Il Senato degli Stati Uniti non ha fatto avanzare il disegno di legge destinato a creare un quadro regolamentare per il mercato delle criptovalute. Il voto procedurale si è chiuso 49 a 50. Dire che il Senato ha “vietato le crypto” sarebbe falso: è stata bloccata, in questa fase, la prosecuzione di una specifica proposta legislativa.
Il settore statunitense continua quindi a operare sotto le norme esistenti e l’azione delle autorità competenti. Il nodo politico riguarda la ripartizione dei poteri di vigilanza, le regole per intermediari e piattaforme e le garanzie etiche chieste durante il confronto.

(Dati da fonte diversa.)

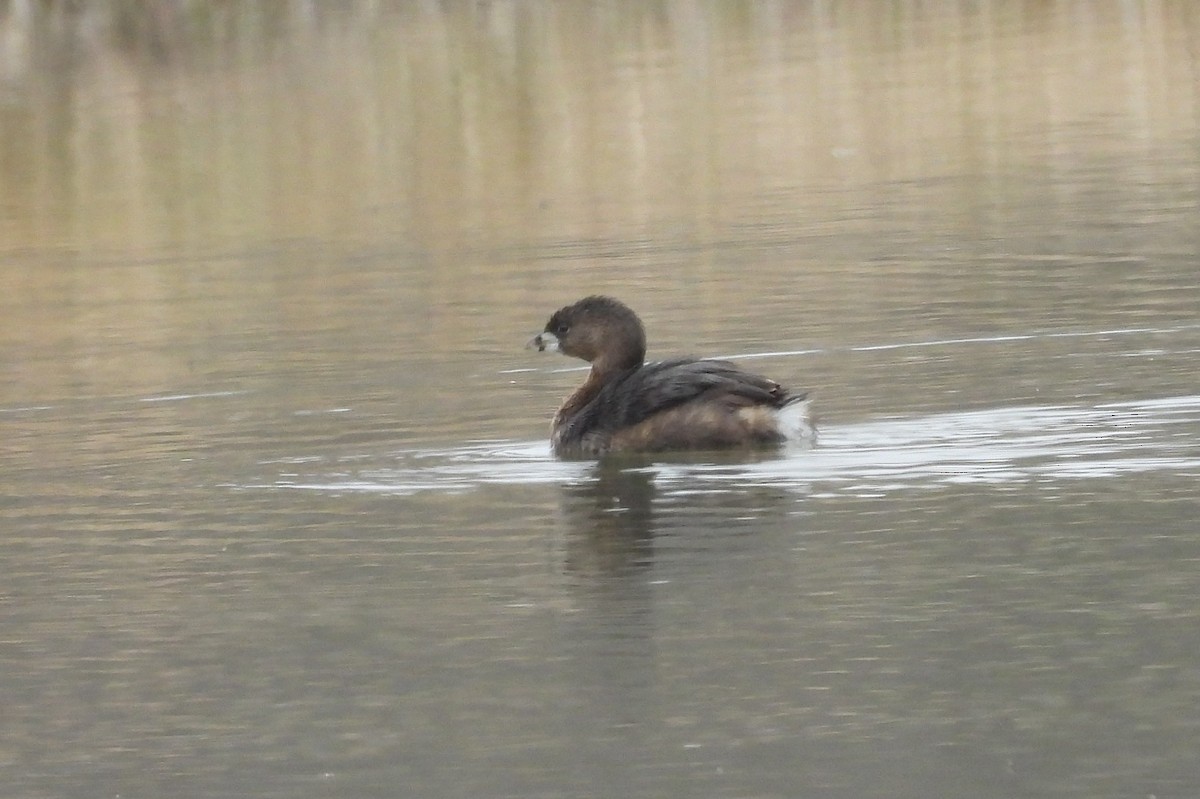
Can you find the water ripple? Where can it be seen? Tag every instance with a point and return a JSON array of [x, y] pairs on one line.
[[979, 446]]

Che cosa significa un voto procedurale
Nel Senato USA non tutti i voti approvano o respingono definitivamente una legge. Le mozioni procedurali servono a portare avanti il testo, chiudere il dibattito o passare alla fase successiva. Il risultato 49-50 indica che la proposta non ha ottenuto i numeri necessari per procedere nella forma sottoposta al voto.

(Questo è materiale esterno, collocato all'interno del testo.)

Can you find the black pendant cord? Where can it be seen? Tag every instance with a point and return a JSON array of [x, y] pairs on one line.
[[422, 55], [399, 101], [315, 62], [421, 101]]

Il testo può essere negoziato, modificato o ripresentato. Non è però possibile indicare una data certa né dare per scontato l’esito di un nuovo tentativo.

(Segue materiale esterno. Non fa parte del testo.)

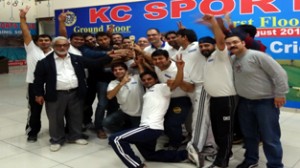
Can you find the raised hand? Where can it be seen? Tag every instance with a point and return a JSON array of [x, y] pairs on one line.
[[63, 16], [24, 11], [139, 60], [125, 79], [180, 25]]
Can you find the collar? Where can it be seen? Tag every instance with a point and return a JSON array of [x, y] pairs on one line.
[[57, 57], [162, 46]]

Perché la regolamentazione conta per il mercato
| Area | Domanda normativa | Effetto della mancata approvazione |
|---|---|---|
| Token | Quando è security o commodity? | Permane una parte dell’incertezza interpretativa |
| Piattaforme | Quale autorità e quali licenze? | Operatori ancora vincolati al quadro vigente |
| Custodia | Come proteggere asset dei clienti? | Restano centrali segregazione e trasparenza |
| Stablecoin e pagamenti | Quali riserve e controlli? | Dipende anche da norme specifiche separate |
| Conflitti d’interesse | Quali limiti e obblighi? | Tema politico ancora aperto |
L’assenza di una nuova legge non equivale ad assenza di regole. Antiriciclaggio, sanzioni, norme sui titoli, tutela dei consumatori e obblighi fiscali possono applicarsi in base all’attività e alla giurisdizione.
Le conseguenze per Bitcoin e gli altri asset
Una battuta d’arresto legislativa può aumentare il premio per l’incertezza, ma non determina da sola il prezzo di Bitcoin o Ether. Liquidità globale, tassi, domanda istituzionale, flussi degli ETF e leva sulle piattaforme possono avere un peso maggiore nel breve periodo.
I flussi degli ETF spot su Bitcoin ed Ether sono un esempio di dato osservabile da separare dalle aspettative politiche. Un investitore deve inoltre controllare custodia, solidità dell’intermediario e liquidità, come illustrato nell’approfondimento sulla due diligence degli asset digitali.
Che cosa osservare adesso
- eventuali modifiche al testo e nuova calendarizzazione;
- posizione delle commissioni competenti e delle autorità federali;
- definizioni giuridiche usate per token e intermediari;
- norme transitorie per le attività già operative;
- requisiti su riserve, custodia e conflitti d’interesse.
Il dato certo, oggi, è limitato ma importante: la proposta non è avanzata. Prevedere che la regolamentazione sia definitivamente fallita, o che verrà approvata a breve, andrebbe oltre i fatti disponibili.
Fonti
- United States Senate, archivio ufficiale delle votazioni.
- Associated Press, resoconto del voto e del confronto politico.
Le criptovalute sono attività ad alta volatilità. Questo articolo non è una raccomandazione d’investimento.